Comment identifier ce qui est réellement lent
Les contrôles de performance de Scanverra capturent le TTFB dans le cadre de la même exécution Lighthouse utilisée pour le LCP et le CLS, sur votre URL en direct - vous obtenez donc le véritable chiffre de temps de réponse du serveur, pas un proxy de celui-ci. C'est important car un LCP lent avec un TTFB rapide vous oriente vers des corrections d'image/rendu, tandis qu'un LCP lent avec un TTFB lent signifie que corriger le serveur doit venir en premier.
Pour affiner l'endroit où le temps passe réellement, consultez la répartition du timing côté serveur de votre hébergeur ou fournisseur APM (la plupart des plateformes rapportent séparément le temps passé dans l'initialisation de fonction, les appels de base de données et la sérialisation de réponse) plutôt que de deviner depuis l'extérieur.
Comment le corriger
1. Mettez en cache ce qui n'a pas besoin d'être régénéré par requête
Tout ce qui est identique pour chaque visiteur - ou chaque visiteur d'un segment donné - est candidat à la mise en cache. Définissez une durée de vie de cache explicite à l'edge du CDN plutôt que de laisser chaque requête atteindre votre origine :
1Cache-Control: public, max-age=60, stale-while-revalidate=3002. Rapprochez votre origine (ou au moins une couche de cache) de vos utilisateurs
Déployez dans une région proche de votre trafic réel, ou placez un cache edge/CDN devant une origine distante afin que la plupart des requêtes n'effectuent jamais le long aller-retour.

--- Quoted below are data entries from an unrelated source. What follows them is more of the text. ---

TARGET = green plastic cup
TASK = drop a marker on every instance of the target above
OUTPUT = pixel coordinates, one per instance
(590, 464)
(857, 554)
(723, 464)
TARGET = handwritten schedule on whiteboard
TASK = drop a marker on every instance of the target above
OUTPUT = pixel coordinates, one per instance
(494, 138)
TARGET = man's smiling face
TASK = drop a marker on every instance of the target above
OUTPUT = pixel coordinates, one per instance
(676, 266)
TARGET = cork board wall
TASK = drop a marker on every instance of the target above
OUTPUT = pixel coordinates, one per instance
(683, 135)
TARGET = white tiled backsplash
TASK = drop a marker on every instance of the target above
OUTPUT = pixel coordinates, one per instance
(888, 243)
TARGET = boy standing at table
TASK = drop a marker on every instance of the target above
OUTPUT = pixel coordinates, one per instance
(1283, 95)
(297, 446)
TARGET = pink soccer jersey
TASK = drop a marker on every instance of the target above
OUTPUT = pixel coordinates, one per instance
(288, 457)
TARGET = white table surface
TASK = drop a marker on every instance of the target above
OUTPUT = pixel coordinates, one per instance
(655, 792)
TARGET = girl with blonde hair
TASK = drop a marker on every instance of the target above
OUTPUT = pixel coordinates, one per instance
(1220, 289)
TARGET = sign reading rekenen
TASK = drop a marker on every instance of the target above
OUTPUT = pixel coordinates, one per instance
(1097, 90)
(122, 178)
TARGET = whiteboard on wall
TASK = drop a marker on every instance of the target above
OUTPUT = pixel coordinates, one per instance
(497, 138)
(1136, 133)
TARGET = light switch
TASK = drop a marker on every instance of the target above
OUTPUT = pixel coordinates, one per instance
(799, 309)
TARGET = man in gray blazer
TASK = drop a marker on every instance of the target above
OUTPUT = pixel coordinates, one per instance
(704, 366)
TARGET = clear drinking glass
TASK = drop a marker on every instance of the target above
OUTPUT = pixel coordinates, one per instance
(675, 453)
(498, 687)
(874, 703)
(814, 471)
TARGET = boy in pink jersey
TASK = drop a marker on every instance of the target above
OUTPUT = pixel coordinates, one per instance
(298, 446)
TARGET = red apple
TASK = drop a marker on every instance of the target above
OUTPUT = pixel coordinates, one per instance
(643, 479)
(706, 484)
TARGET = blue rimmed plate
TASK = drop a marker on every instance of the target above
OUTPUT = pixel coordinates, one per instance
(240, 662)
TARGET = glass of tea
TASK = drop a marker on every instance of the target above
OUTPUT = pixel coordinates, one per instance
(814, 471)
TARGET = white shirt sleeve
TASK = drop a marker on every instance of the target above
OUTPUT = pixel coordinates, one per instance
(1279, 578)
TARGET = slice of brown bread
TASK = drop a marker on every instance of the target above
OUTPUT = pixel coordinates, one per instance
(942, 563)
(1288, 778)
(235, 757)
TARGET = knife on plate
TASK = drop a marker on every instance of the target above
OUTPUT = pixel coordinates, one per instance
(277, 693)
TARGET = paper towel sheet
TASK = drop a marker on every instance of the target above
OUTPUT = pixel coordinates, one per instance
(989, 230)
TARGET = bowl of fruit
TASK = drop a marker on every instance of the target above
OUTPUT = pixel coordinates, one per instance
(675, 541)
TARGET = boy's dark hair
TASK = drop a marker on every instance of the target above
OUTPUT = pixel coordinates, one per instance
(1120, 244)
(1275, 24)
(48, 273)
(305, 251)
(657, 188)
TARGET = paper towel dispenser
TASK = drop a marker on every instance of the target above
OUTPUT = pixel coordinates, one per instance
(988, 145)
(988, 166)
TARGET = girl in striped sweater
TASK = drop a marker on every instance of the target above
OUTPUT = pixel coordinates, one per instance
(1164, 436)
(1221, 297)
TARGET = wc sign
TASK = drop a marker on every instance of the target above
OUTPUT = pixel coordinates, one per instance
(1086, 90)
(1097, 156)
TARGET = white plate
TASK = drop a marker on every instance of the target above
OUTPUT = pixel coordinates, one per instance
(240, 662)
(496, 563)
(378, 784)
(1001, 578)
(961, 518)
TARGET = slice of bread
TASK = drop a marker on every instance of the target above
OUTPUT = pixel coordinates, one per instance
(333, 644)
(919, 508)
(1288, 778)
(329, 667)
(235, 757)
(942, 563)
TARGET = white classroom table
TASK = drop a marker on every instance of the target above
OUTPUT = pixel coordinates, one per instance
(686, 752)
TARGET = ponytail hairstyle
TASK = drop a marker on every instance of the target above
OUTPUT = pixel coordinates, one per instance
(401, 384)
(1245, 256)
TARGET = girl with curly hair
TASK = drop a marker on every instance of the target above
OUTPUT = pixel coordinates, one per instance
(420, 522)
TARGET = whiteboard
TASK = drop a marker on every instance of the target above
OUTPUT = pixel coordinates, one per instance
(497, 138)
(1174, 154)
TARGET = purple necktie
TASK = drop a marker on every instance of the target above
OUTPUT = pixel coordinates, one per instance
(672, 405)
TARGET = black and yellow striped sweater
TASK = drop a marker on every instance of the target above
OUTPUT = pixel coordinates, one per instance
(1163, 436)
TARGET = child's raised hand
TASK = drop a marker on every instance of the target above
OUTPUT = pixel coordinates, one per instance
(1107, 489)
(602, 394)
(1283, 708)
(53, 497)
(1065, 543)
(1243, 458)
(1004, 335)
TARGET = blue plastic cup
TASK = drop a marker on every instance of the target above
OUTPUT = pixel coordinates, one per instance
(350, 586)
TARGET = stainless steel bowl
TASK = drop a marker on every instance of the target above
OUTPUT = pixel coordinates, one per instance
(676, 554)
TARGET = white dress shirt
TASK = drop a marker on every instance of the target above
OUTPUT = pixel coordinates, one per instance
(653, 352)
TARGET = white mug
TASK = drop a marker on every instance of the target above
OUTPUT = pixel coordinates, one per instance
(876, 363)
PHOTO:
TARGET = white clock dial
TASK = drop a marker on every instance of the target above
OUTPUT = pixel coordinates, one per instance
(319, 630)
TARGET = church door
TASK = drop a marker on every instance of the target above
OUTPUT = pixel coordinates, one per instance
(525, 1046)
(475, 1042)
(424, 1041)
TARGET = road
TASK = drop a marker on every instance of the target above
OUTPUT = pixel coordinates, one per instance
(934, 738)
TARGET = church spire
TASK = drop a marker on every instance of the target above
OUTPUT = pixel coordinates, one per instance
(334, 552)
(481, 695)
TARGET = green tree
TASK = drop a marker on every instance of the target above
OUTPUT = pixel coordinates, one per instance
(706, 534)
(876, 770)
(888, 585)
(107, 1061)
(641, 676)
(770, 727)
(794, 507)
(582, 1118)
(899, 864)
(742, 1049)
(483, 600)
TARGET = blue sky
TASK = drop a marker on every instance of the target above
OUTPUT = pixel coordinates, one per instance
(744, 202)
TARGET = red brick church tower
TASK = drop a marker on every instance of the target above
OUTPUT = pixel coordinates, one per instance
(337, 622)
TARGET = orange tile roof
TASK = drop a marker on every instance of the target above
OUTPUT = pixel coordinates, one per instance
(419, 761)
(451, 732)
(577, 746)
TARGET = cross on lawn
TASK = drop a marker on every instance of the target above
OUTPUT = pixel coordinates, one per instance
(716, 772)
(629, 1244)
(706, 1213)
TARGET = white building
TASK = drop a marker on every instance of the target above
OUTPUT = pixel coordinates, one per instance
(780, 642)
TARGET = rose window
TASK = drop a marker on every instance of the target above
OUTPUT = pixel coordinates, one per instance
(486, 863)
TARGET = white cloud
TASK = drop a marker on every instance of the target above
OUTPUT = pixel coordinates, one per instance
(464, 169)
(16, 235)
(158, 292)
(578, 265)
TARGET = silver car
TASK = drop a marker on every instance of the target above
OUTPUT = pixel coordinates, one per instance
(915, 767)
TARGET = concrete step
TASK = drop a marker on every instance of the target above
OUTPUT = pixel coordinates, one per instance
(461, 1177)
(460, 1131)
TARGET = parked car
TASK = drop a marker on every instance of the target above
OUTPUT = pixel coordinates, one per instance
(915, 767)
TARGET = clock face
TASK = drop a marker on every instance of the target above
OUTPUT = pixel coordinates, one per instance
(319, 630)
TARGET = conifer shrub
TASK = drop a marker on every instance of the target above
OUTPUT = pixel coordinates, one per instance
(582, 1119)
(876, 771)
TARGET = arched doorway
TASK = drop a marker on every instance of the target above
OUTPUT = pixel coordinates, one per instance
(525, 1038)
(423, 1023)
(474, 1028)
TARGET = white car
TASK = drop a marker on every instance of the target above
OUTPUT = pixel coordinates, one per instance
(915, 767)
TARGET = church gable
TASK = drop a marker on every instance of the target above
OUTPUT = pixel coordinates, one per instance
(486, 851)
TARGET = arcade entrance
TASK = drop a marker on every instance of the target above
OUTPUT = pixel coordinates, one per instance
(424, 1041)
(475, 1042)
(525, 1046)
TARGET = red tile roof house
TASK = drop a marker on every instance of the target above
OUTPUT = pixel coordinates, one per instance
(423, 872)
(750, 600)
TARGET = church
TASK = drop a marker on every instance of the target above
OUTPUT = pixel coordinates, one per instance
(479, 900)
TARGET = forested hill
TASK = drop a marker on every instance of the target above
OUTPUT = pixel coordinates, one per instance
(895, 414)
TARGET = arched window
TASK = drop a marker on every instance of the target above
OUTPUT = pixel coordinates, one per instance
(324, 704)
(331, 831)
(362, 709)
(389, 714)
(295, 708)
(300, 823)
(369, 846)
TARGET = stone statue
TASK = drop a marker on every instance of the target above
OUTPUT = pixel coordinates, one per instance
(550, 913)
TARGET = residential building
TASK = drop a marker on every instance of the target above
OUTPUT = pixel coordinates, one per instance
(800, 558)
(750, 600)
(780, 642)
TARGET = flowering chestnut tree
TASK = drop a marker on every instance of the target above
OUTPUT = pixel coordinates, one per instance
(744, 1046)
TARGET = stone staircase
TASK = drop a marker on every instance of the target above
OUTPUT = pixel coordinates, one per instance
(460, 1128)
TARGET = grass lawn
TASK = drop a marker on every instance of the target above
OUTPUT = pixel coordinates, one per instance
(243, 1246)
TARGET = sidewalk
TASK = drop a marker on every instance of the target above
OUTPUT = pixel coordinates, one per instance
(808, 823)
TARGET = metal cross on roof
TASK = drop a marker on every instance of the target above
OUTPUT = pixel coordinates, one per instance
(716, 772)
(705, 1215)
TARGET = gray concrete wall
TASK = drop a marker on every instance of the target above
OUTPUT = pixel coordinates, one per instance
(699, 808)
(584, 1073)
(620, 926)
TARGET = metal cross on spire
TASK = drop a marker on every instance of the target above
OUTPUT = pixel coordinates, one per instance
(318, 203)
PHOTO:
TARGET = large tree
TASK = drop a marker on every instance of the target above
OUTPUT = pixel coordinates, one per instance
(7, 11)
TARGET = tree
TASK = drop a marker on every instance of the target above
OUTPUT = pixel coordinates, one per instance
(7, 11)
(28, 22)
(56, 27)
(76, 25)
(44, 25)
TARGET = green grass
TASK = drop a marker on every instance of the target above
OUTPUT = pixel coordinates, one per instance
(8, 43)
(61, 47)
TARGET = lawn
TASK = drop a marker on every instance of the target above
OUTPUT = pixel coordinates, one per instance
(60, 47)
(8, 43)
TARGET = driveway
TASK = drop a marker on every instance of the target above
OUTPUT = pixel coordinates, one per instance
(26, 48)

3. Corrigez la requête lente, pas le symptôme
Si votre APM montre que le temps de base de données domine le TTFB, il s'agit généralement d'un index manquant, d'un motif de requête N+1, ou d'une requête effectuant plus de travail que la page n'en a réellement besoin - profilez la requête spécifique avant de vous rabattre sur la mise en cache comme solution de contournement.
4. Réduisez la fréquence des démarrages à froid sur les fonctions serverless
Gardez les fonctions chaudes pour les routes sensibles à la latence, minimisez le code et les dépendances devant s'initialiser avant l'exécution du handler, et envisagez un serveur persistant pour les modèles de trafic où les démarrages à froid se produisent constamment.
5. Réduisez les chaînes de redirection
Chaque saut entre l'URL demandée par un utilisateur et l'URL qui sert réellement le contenu est un aller-retour complet ajouté au TTFB avant que le rendu ne puisse commencer - pointez les liens et les URL canoniques directement vers la destination finale.
Comment Scanverra détecte les problèmes de TTFB
Le TTFB est capturé directement à partir de la même véritable passe Lighthouse que Scanverra exécute pour chaque contrôle de performance - à la fois sur un profil ordinateur et sur un viewport mobile de 375 px - il est donc mesuré par rapport à la réponse réelle de votre serveur en direct, pas simulé.